Question about which tools to use, bugs, the best way to implement a function, etc should go here. Don't forget to see if your question is answered in the wiki first! When in doubt post here.
lock and byte ptr [rcx], 0xf3 //leaving a spinlock
lfence
//do stuff
Afaik, lock prefixes act as memory barriers and drain/complete any loads or stores. So I don't see the purpose of the lfence in that case. Can anyone enlighten me, or point me to some reading material? Thanks
devsau wrote:Afaik, lock prefixes act as memory barriers and drain/complete any loads or stores. So I don't see the purpose of the lfence in that case. Can anyone enlighten me, or point me to some reading material? Thanks
As far as I know; you're correct and the "lfence" should be unnecessary.

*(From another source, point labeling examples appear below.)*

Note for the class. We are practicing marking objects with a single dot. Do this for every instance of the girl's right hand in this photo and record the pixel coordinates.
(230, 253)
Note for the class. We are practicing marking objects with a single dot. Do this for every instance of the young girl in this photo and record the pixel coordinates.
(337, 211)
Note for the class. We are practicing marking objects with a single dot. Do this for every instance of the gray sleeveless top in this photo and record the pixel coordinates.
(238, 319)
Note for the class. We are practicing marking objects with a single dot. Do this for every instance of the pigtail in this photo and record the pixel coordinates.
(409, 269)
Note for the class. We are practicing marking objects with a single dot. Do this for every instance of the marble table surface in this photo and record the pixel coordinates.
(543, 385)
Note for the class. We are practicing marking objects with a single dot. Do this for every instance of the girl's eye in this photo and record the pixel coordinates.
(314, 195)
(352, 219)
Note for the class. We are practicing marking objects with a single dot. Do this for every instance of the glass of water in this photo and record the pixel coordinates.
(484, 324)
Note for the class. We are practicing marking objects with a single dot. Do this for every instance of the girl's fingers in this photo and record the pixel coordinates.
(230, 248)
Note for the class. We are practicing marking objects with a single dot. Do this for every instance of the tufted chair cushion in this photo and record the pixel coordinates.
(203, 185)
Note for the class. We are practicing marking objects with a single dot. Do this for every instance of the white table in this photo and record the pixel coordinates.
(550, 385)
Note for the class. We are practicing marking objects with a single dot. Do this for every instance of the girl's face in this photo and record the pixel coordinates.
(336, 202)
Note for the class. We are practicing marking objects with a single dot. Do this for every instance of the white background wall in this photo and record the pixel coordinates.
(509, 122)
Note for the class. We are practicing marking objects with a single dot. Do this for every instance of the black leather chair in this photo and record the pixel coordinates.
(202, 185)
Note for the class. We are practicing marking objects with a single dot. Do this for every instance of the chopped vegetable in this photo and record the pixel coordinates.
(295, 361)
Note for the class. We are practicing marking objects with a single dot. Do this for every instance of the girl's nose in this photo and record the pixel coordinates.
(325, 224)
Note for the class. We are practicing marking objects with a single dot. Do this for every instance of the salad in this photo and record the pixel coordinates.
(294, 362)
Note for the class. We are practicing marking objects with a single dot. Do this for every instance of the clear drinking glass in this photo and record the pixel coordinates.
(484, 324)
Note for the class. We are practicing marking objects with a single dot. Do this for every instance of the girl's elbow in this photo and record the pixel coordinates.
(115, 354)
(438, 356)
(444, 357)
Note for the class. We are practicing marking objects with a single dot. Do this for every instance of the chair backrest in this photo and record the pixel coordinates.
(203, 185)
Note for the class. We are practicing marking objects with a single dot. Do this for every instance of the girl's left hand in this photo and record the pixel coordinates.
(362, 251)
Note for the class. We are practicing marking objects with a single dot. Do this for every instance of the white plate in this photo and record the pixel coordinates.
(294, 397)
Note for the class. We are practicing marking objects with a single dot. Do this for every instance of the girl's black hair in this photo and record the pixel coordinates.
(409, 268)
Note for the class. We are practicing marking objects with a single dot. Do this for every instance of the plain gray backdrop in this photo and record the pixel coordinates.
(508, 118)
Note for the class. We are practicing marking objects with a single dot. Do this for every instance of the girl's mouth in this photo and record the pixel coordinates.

However the "lfence" may have been needed as a work-around for bugs in a few CPUs. Specifically, there were bugs in AMD's "family 15" CPUs that involved locks/semaphores and read ordering rules. I think the specific CPU bugs I'm thinking of have been fixed by a micro-code update since, so the "lfence" might just be there in case someone hasn't installed/used the most recent micro-code update, but I really can't be too sure.
Cheers,
Brendan
For all things; perfection is, and will always remain, impossible to achieve in practice. However; by striving for perfection we create things that are as perfect as practically possible. Let the pursuit of perfection be our guide.
Never was fixed in microcode; Family 15 Rev F2 fixed it in silicon (~2006). And the errata was under NDA for another three years (sigh). It's memorable for how invasive and costly the workaround is. As far as I'm concerned, it's bad enough to render a few years of Opterons as junk - nobody wants to debug lock instructions that don't work right.